The issue had nothing to do with programmers.

The impetus wasn't that programmers make errors but to solve the problem of repeatability. Many instances of issues can be solved once. There is no need to recreate the solution a number of times if it is already solved.

A code generator allows one to focus on the actual meta-problem, which is often smaller and easier to solve.

The difference is that you don't need compiler for this language. There are many hardware platforms that only come with C compiler.

For something like curl, where the library is as popular as the command line tool, preserving the C ABI compatibility is probably the strongest reason.

Rust could expose a C ABI while keeping safe internals. The interface itself would be unsafe of course. There are a few things that rust doesn't handle natively (like varargs functions IIRC) but other than that you could probably write a Rurl that would be completely backward compatible with Curl.

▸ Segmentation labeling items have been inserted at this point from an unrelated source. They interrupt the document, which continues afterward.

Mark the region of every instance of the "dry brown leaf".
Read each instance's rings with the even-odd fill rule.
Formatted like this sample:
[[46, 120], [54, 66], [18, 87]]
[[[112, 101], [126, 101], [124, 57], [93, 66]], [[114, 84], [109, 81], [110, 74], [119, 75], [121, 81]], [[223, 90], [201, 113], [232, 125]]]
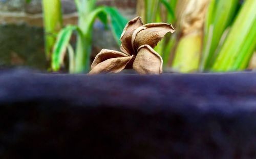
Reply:
[[167, 33], [175, 30], [171, 24], [165, 23], [142, 25], [140, 17], [129, 21], [120, 38], [121, 50], [124, 53], [102, 50], [95, 57], [89, 74], [116, 73], [130, 68], [141, 74], [162, 73], [163, 60], [153, 48]]
[[138, 49], [133, 63], [133, 69], [141, 74], [159, 74], [163, 72], [162, 57], [149, 45], [143, 45]]
[[166, 34], [175, 32], [173, 26], [166, 23], [150, 23], [140, 27], [134, 31], [132, 37], [133, 50], [136, 52], [140, 46], [144, 44], [154, 48]]
[[135, 54], [132, 46], [132, 36], [134, 31], [143, 26], [140, 17], [137, 17], [130, 21], [123, 29], [121, 35], [121, 50], [130, 55]]
[[130, 55], [122, 52], [111, 50], [102, 49], [100, 52], [97, 55], [93, 61], [91, 67], [93, 69], [97, 64], [108, 59], [116, 57], [129, 57]]

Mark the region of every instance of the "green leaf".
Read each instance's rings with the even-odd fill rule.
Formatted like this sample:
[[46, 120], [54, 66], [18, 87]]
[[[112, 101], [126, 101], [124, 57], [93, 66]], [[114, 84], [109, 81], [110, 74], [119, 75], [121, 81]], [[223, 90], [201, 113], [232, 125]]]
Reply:
[[121, 45], [119, 38], [128, 20], [114, 8], [105, 7], [105, 11], [111, 18], [111, 27], [114, 37], [119, 45]]
[[67, 48], [74, 31], [77, 31], [78, 35], [81, 34], [81, 32], [77, 26], [71, 25], [62, 29], [58, 34], [52, 56], [52, 68], [54, 71], [59, 70], [63, 63]]
[[171, 19], [174, 20], [175, 19], [175, 14], [173, 9], [172, 8], [170, 4], [169, 4], [166, 0], [160, 0], [160, 2], [165, 7], [171, 17]]
[[[237, 0], [212, 0], [208, 8], [205, 21], [203, 67], [209, 69], [215, 61], [216, 49], [223, 33], [230, 25], [239, 6]], [[210, 28], [211, 26], [212, 28]]]
[[30, 3], [31, 2], [31, 0], [26, 0], [26, 3]]
[[214, 65], [214, 71], [245, 69], [256, 46], [256, 1], [245, 1]]

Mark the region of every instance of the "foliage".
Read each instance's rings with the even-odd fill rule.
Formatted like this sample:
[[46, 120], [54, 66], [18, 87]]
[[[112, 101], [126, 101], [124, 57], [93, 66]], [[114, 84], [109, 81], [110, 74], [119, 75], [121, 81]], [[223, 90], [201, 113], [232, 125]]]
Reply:
[[194, 22], [201, 18], [201, 13], [197, 14], [198, 17], [187, 15], [194, 14], [199, 8], [202, 8], [200, 11], [205, 8], [203, 3], [201, 6], [191, 5], [193, 1], [199, 4], [204, 1], [138, 2], [138, 8], [142, 9], [138, 14], [146, 22], [172, 22], [176, 29], [176, 34], [165, 38], [155, 48], [164, 65], [169, 64], [173, 71], [181, 72], [246, 69], [255, 50], [256, 1], [205, 0], [208, 3], [203, 28], [191, 24], [190, 30], [186, 32], [182, 21]]
[[[30, 2], [30, 1], [27, 1]], [[45, 45], [46, 56], [50, 58], [55, 37], [62, 27], [61, 5], [59, 0], [42, 0]]]
[[[54, 1], [60, 2], [59, 0]], [[127, 22], [127, 20], [120, 15], [115, 8], [104, 6], [96, 7], [96, 0], [75, 0], [78, 13], [78, 24], [77, 26], [68, 25], [58, 33], [51, 55], [51, 66], [54, 71], [59, 70], [63, 64], [67, 51], [69, 58], [70, 73], [81, 73], [89, 71], [90, 55], [92, 44], [93, 26], [97, 18], [106, 27], [108, 25], [108, 18], [110, 18], [110, 27], [117, 42], [120, 45], [119, 37]], [[58, 6], [58, 8], [55, 9], [60, 9], [60, 6]], [[45, 18], [50, 18], [50, 14], [46, 13], [47, 12], [45, 12], [44, 16], [46, 16]], [[47, 29], [47, 25], [46, 27]], [[74, 32], [77, 33], [75, 51], [69, 43]], [[48, 40], [47, 39], [47, 41]], [[46, 47], [48, 48], [47, 45]]]

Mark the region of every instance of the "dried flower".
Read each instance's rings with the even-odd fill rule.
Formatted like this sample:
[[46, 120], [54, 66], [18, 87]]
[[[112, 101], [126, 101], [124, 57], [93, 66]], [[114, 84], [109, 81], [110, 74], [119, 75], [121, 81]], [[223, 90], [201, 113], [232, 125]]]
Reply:
[[141, 17], [130, 21], [121, 36], [120, 52], [103, 49], [96, 56], [89, 74], [121, 72], [133, 68], [141, 74], [162, 72], [162, 57], [153, 49], [167, 33], [175, 30], [171, 24], [150, 23], [143, 25]]

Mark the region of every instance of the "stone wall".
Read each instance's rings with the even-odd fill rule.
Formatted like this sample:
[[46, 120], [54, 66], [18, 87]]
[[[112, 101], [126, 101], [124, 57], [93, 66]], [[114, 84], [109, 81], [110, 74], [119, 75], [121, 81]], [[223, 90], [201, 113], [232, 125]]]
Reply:
[[[26, 65], [46, 70], [41, 0], [0, 0], [0, 67]], [[74, 0], [61, 0], [64, 24], [76, 24]], [[98, 0], [97, 5], [116, 7], [130, 19], [136, 16], [136, 0]], [[104, 39], [104, 41], [98, 39]], [[99, 21], [94, 26], [93, 55], [101, 49], [118, 50], [112, 33]]]

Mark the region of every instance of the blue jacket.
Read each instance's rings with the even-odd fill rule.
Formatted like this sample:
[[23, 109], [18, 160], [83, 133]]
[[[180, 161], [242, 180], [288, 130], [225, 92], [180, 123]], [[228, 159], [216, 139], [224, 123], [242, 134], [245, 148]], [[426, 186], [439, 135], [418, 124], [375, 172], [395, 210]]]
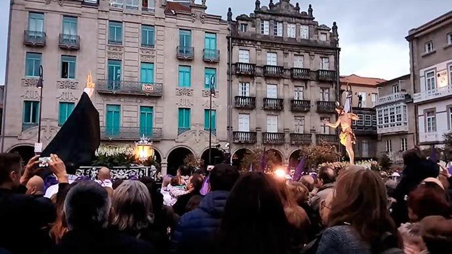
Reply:
[[229, 196], [229, 191], [209, 192], [201, 201], [199, 207], [181, 217], [173, 236], [172, 252], [187, 254], [210, 252]]

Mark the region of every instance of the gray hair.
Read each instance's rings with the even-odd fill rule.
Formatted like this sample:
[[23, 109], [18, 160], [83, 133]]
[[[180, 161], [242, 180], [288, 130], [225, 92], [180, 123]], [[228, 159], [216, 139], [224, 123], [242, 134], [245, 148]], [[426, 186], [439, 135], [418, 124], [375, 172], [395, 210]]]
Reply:
[[153, 222], [149, 190], [143, 183], [128, 180], [115, 190], [111, 224], [120, 230], [139, 231]]
[[63, 210], [69, 230], [106, 227], [111, 202], [108, 193], [92, 182], [78, 183], [71, 188]]

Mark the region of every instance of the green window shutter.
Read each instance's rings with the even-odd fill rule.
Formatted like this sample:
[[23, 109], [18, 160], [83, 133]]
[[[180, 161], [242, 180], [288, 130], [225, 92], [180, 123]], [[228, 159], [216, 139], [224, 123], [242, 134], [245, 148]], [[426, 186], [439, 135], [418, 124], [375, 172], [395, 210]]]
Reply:
[[42, 55], [39, 53], [27, 52], [25, 57], [25, 75], [39, 76], [39, 67]]
[[213, 68], [206, 68], [204, 70], [204, 88], [210, 89], [210, 78], [213, 75], [215, 77], [215, 83], [214, 84], [214, 88], [216, 88], [217, 84], [217, 69]]
[[141, 81], [146, 83], [154, 83], [154, 64], [141, 63]]

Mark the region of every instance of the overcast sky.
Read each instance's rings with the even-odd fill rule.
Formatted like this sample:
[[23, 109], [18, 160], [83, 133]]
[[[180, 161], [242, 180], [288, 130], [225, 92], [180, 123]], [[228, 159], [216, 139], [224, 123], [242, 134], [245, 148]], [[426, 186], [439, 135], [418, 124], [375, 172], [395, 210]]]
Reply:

To be clear, Rust itself does not have varargs, but can handle them with the C ABI.

Well, we can call into vararg functions, but not define them.

Since vararg functions have the same ABI as the function with only one of the vararg one idea I've always had is to write a macro that lets you write a one-arg function and have it desugar via asm hax.

Yes...the post above me was talking about Ocaml. Similar arguments for not redoing curl in Go.

You do still need a compiler for the language. It's just that the target language is C, instead of assembly.